Car il ne veut pas se désarmer cette nuit.
Il a vêtu son blanc haubert, bordé d’orfroi ;
Il a lacé son heaume gemmé d’or ;
Il a ceint Joyeuse, cette épée qui n’eut jamais sa pareille,
Et qui chaque jour change trente fois de clarté...
Nous pourrions vous parler de la lance
Dont Notre-Seigneur fut percé sur la croix :
Eh bien ! Charles, grâce à Dieu, en possède le fer
Et l’a fait enchâsser dans le pommeau doré de son épée.
À cause de cet honneur, à cause de sa bonté,
On lui a donné le nom de Joyeuse ;
Et ce n’est pas aux barons français de l’oublier,
Puisqu’ils ont tiré de ce nom leur cri de Montjoie ;
Et c’est pourquoi aucune nation ne leur peut tenir tête.


CLXXXV


La nuit est claire, la lune est brillante,
Charles est couché ; mais il a grande douleur en pensant à Roland,
Et le souvenir d’Olivier lui pèse cruellement,
Avec celui des douze Pairs et de tous les Français
Qu’il a laissés rouges de sang et morts à Roncevaux.
Il ne peut se retenir d’en pleurer, d’en sangloter.
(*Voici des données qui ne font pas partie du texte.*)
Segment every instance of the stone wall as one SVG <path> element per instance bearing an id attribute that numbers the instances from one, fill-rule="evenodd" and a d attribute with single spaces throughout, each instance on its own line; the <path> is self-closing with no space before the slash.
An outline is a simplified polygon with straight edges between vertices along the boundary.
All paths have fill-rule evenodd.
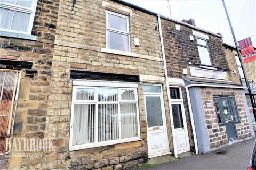
<path id="1" fill-rule="evenodd" d="M 201 91 L 211 147 L 216 147 L 219 145 L 228 142 L 225 126 L 219 126 L 219 125 L 213 101 L 214 95 L 235 96 L 241 122 L 240 123 L 236 124 L 238 139 L 251 136 L 249 124 L 240 90 L 226 88 L 201 88 Z M 206 103 L 208 102 L 211 103 L 211 108 L 207 108 Z"/>

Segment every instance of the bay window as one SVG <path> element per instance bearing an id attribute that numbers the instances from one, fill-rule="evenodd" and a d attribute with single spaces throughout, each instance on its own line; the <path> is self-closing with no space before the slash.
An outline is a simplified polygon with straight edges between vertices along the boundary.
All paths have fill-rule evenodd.
<path id="1" fill-rule="evenodd" d="M 140 140 L 137 95 L 135 88 L 73 86 L 70 149 Z"/>
<path id="2" fill-rule="evenodd" d="M 0 1 L 0 31 L 31 34 L 36 0 Z"/>
<path id="3" fill-rule="evenodd" d="M 129 17 L 106 11 L 107 48 L 130 52 Z"/>

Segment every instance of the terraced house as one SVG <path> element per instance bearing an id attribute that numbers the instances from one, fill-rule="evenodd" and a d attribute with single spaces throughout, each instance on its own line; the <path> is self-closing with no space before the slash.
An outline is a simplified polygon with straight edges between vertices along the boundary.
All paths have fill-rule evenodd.
<path id="1" fill-rule="evenodd" d="M 222 36 L 193 20 L 120 0 L 4 1 L 0 17 L 3 168 L 127 169 L 254 134 Z"/>

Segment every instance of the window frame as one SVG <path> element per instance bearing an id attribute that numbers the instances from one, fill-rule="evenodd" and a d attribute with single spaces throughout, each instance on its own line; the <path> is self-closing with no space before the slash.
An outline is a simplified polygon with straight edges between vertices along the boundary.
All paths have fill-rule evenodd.
<path id="1" fill-rule="evenodd" d="M 100 83 L 100 82 L 99 83 Z M 76 150 L 82 149 L 86 149 L 90 148 L 94 148 L 100 146 L 114 144 L 117 143 L 125 143 L 138 140 L 141 140 L 140 134 L 140 121 L 139 117 L 139 101 L 138 101 L 138 89 L 136 88 L 126 88 L 122 87 L 117 87 L 117 86 L 106 86 L 106 83 L 102 83 L 103 86 L 98 85 L 97 86 L 76 86 L 73 85 L 73 95 L 72 95 L 72 103 L 71 103 L 71 118 L 70 118 L 70 137 L 69 137 L 69 150 Z M 117 84 L 118 85 L 118 84 Z M 110 102 L 104 102 L 98 101 L 98 89 L 100 88 L 114 88 L 117 89 L 117 101 L 110 101 Z M 94 89 L 94 100 L 76 100 L 76 91 L 77 89 Z M 121 91 L 123 89 L 132 89 L 134 90 L 134 100 L 121 100 Z M 134 137 L 132 138 L 127 138 L 124 139 L 118 139 L 112 140 L 105 141 L 98 141 L 98 105 L 100 104 L 109 104 L 109 103 L 116 103 L 118 104 L 118 135 L 119 138 L 122 137 L 121 134 L 121 107 L 120 105 L 122 104 L 127 103 L 135 103 L 136 104 L 136 112 L 137 112 L 137 127 L 138 127 L 138 137 Z M 76 145 L 73 145 L 73 123 L 74 123 L 74 106 L 75 104 L 95 104 L 95 142 L 89 143 L 85 144 L 80 144 Z"/>
<path id="2" fill-rule="evenodd" d="M 108 14 L 110 14 L 114 15 L 116 15 L 119 17 L 121 17 L 123 18 L 125 18 L 126 20 L 126 24 L 127 24 L 127 32 L 123 31 L 121 30 L 118 30 L 115 29 L 111 28 L 108 27 Z M 110 48 L 108 48 L 108 36 L 107 36 L 107 32 L 108 31 L 115 32 L 121 35 L 124 35 L 126 36 L 128 36 L 128 52 L 126 51 L 122 51 L 119 50 L 115 49 L 112 49 Z M 109 10 L 106 10 L 106 48 L 107 49 L 109 49 L 111 50 L 116 50 L 118 51 L 124 52 L 127 53 L 131 52 L 131 40 L 130 40 L 130 26 L 129 26 L 129 16 L 123 15 L 116 12 L 114 12 Z"/>
<path id="3" fill-rule="evenodd" d="M 205 42 L 206 44 L 206 46 L 204 46 L 203 45 L 201 45 L 201 44 L 199 44 L 198 43 L 198 41 L 197 41 L 197 39 L 199 39 L 200 40 L 204 40 L 204 41 L 205 41 Z M 197 46 L 197 50 L 198 50 L 198 54 L 199 54 L 199 57 L 200 58 L 200 54 L 199 53 L 199 49 L 198 49 L 198 46 L 199 46 L 199 47 L 204 47 L 204 48 L 207 48 L 207 50 L 208 50 L 208 54 L 209 55 L 209 59 L 210 59 L 210 62 L 211 63 L 211 65 L 209 65 L 209 64 L 204 64 L 204 63 L 202 63 L 202 61 L 201 61 L 201 59 L 200 58 L 200 63 L 201 64 L 204 64 L 204 65 L 210 65 L 210 66 L 212 66 L 213 65 L 213 64 L 212 64 L 212 58 L 211 57 L 211 55 L 210 54 L 210 50 L 209 50 L 209 46 L 208 46 L 208 42 L 207 41 L 207 39 L 205 39 L 205 38 L 201 38 L 201 37 L 198 37 L 197 36 L 196 36 L 196 45 Z"/>
<path id="4" fill-rule="evenodd" d="M 17 0 L 15 1 L 15 4 L 17 3 Z M 25 35 L 31 35 L 35 19 L 35 15 L 36 14 L 37 4 L 37 0 L 32 0 L 32 4 L 31 5 L 31 7 L 29 8 L 27 7 L 23 7 L 20 5 L 17 5 L 14 4 L 0 2 L 0 7 L 13 11 L 13 13 L 12 14 L 12 21 L 11 23 L 10 29 L 7 29 L 0 28 L 0 31 L 17 33 L 22 33 Z M 13 21 L 13 18 L 15 11 L 19 11 L 20 12 L 30 14 L 27 32 L 11 30 Z"/>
Il prie Dieu de se faire le libérateur de ces âmes...
Mais le Roi est fatigué, car ses peines sont bien grandes ;
Il n’en peut plus, et, lui aussi, finit par s’endormir.
Par tous les prés on ne voit que Français endormis.
Pas un cheval n’est de force à se tenir debout,
Et celui qui veut de l’herbe la prend sans se lever.
Ah ! connaître la douleur, c’est beaucoup savoir.